Stanford study published July 26 in Nature demonstrates that cancer cells can be prompted to activate cellular death, a finding that has therapeutic applications in cancer treatment, regenerative medicine, and developmental disorders. The study was led by Stanford Cancer Institute members Nathanael Gray, PhD, and Gerald Crabtree, MD.

Previous research showed that mutations that drive cancer growth, known as cancer drivers, can coexist with cellular death pathways. Additionally, cell death, or apoptosis, can be induced by chemical inducers of proximity (CIPs). These small molecules can play a part in transcribing DNA to RNA, maintaining proteins, and transmitting signals through cells when near a target gene. 

“There was the thought that we may be able to use CIPs with genes that regulate cellular death to kill cancer cells,” said Crabtree. “However, CIPs are limited in their functionality because they’re not very gene-specific, so it’s hard to control where they go in the cell, and the desired outcome may not happen.”  

The study innovates a new class of molecules termed transcriptional/epigenetic CIPs (TCIPs). This approach relies on the cell’s natural transcription and epigenetic factors to bring the cancer driver to an apoptosis-regulating gene and facilitate the cancer cell’s destruction. 

“TCIPs give us better specificity and control over the genes we want to activate or deactivate, so we have a better chance at inducing apoptosis in the cancer cell,” said Gray.

This study focused on diffuse large B cell lymphoma cancer cells where the transcription factor B cell lymphoma 6 (BCL6) is deregulated and prevents apoptosis genes from being expressed. Cancer cells continue to divide and multiply as a result. However, another transcription factor, BRD4, can negate deregulated BCL6 by activating the cell’s pro-apoptotic genes.

To produce an interaction between these transcription factors, the researchers created a potent molecule named TCIP1 by linking small intracellular molecules that bind BCL6 to BRD4. Putting TCIP1 close to both BCL6 and BRD4 induces an interaction that allows apoptosis to occur. 

“We found that it was necessary to combine these three parts, termed an intracellular ternary complex, within the cell to prompt apoptosis,” said Crabtree. 

BRD4 increased its activity by 50% in pro-apoptotic genes and decreased its activity by 10% in enhancers, which aid in gene activation and deactivation. MYC, an essential gene in diffuse large B cell lymphoma growth, was one of the most reduced enhancers. 

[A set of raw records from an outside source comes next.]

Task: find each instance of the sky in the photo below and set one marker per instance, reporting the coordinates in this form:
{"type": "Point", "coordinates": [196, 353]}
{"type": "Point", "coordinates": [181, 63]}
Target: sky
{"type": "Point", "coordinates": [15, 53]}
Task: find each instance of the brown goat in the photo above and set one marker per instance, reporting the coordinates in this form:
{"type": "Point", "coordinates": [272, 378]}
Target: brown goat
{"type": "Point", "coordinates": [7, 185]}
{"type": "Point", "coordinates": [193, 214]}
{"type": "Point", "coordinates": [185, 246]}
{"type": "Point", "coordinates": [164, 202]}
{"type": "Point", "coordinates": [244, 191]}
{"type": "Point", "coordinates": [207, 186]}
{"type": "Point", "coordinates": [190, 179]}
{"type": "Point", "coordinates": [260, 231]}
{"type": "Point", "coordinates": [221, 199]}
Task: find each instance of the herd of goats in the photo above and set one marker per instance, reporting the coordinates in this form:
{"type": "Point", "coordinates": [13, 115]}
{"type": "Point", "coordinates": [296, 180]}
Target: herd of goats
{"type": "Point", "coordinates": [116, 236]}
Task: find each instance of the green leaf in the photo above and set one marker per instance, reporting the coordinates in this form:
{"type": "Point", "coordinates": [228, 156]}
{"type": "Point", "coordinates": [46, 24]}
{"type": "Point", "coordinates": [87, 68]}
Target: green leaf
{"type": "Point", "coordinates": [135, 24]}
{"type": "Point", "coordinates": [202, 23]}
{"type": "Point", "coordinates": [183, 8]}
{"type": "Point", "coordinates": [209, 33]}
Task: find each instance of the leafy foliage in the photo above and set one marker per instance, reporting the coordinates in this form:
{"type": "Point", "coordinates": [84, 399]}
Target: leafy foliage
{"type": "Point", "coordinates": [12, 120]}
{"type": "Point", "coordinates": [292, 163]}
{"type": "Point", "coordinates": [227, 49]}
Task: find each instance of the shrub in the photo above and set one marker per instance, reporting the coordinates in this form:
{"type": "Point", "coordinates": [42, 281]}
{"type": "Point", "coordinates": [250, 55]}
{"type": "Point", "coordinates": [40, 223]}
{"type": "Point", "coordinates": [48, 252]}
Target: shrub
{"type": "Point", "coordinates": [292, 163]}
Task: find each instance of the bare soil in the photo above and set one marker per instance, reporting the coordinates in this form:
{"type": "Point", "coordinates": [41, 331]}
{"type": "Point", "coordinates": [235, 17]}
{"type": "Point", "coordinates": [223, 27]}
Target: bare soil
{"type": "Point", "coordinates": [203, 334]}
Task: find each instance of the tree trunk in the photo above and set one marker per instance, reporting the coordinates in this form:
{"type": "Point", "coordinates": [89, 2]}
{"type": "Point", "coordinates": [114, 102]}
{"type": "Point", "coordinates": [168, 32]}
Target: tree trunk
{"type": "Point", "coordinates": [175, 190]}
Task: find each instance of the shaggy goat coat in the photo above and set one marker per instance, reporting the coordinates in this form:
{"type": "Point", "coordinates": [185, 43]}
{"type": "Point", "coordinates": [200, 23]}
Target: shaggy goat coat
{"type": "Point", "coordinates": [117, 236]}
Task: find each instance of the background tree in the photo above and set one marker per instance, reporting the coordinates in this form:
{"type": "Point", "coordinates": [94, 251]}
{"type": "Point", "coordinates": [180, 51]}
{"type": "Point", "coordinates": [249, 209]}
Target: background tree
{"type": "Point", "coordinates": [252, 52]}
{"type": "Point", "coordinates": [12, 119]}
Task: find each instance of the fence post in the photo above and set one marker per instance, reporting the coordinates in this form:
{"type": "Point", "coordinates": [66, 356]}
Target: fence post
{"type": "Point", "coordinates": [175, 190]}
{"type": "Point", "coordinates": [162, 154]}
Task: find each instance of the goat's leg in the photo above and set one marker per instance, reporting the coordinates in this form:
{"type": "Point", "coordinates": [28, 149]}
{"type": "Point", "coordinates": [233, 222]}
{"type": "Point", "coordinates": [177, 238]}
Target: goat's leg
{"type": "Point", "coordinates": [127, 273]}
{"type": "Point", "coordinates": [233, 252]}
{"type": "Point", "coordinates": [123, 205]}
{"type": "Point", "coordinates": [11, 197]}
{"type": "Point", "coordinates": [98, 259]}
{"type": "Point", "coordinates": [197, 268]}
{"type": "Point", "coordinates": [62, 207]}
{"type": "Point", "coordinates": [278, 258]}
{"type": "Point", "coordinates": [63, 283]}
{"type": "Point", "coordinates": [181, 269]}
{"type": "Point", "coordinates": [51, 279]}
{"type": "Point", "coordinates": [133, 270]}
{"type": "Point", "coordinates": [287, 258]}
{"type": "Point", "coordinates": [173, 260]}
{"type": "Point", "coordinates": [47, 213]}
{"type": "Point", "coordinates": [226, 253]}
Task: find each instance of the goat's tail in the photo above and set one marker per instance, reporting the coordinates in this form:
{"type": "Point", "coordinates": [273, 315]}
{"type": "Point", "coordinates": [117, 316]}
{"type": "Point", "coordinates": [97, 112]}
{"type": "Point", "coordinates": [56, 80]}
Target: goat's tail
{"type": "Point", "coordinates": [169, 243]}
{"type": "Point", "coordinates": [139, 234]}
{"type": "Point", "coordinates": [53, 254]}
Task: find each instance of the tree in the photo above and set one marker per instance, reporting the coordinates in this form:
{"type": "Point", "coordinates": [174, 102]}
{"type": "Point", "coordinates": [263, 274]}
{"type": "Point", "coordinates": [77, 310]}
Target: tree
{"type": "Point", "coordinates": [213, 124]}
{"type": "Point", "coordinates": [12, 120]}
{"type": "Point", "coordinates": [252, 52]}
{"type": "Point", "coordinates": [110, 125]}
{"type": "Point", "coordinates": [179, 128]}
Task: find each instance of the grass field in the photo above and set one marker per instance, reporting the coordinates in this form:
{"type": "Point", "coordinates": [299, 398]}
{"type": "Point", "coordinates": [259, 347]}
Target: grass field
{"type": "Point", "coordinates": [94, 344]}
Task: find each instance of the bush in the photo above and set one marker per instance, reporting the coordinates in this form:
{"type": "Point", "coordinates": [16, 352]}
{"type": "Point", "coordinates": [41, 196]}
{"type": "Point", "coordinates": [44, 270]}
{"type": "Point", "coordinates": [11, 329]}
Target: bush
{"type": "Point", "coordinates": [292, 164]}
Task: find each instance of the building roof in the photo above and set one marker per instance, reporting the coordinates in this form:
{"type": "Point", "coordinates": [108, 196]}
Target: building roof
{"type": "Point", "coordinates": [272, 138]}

“What’s amazing about this approach is that it only affects cancer cells. Healthy cells are left alone,” said Gray. “It’s not only an improvement on chemotherapy, but we also found that it has the potential to kill cancer cells resistant to chemotherapy.”

“There is a wealth of regulators involved in cell death. This presents many opportunities to use diverse cancer drivers to generalize this strategy of killing cancer cells by rewiring the cancer driver circuitry. Further, this approach might be applicable to other areas of biology and medicine. It’s an exciting approach that offers a lot of promise,” said Crabtree. 

An editorial about the study appeared in Nature, and the study was covered in the New York Times.